沙夜姫はその場にひれ伏すと、手を合わせて命乞いをした。

「それはきっと何かの間違いです。あなたの望む物は何でも差し上げます。だから命だけはお助けください」


「ならぬ!」


 大蛇の大きな声は静寂に響き渡った。そして首をゆっくりと伸ばすと、命乞いをする沙夜姫の鼻先で大きく口を開いた。


「私はお前の命が今すぐ欲しいのだ!」


 沙夜姫は思わず目を閉じると、心の中で助けを求めた。


(お父様!十兵衛!助けて!)


 その時だった。一閃の眩い光が大蛇の目の前を横切った。


「くっ……誰だ?」


 大蛇が振り向いた先には、大きな白狐が沙夜姫を口にくわえて立っていた。


「お前は天狐!?」


 白狐の体は月光に照らされて神々しく輝き、身体の長さほどある七つの尾が夜風になびいている。白狐は大蛇に背を向けると、気を失ってだらりとうなだれた沙夜姫をくわえたまま駆け出した。


「おのれ!逃がすものか!」


 大蛇たちは白狐を追いかけたが、天を飛ぶように駆ける白狐の背中はみるみる遠ざかって行く。到底追いつけないことを悟った大蛇は、大地をびりびりと振るわせるほどに叫び声をあげた。

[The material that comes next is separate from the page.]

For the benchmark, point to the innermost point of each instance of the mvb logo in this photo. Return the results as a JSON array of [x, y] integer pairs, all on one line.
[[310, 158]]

「ならばお前に呪いをかけてやる!死ぬまで自らの血を呪い、もがき苦しむがいい!」


 するとみるみるうちに漆黒の低い雲が現れ、その雲は満月を覆い隠した。やがて大粒の雨がぽつぽつと降りはじめ、地面は一瞬にして黒く染まった。

 次の瞬間、漆黒の雲をジグザグに切り裂いた稲光が白狐に向かって落ちていった。


 白狐は素早く飛び跳ねて稲妻をかわしたが、稲光に見えた閃光は一瞬にして蛇に形を変え、沙夜姫に襲いかかった。


 白狐は身を挺して沙夜姫をかばおうとしたが、姫の身体にはすでに蛇が巻きついていた。


(しまった!)

白狐は鋭い爪先で蛇の首元を切り裂くと、蛇は甲高い断末魔の叫びを上げながら、やがて黒い煙となって跡形も無く消散した。


 白狐は空中に放り出された沙夜姫に飛びつき口で受け止めると、そっと地面に寝かせた。沙夜姫の白い首元には蛇の歯型がくっきりと残り、咽を伝った鮮血はみるみるうちに衣服を真紅に染めていった。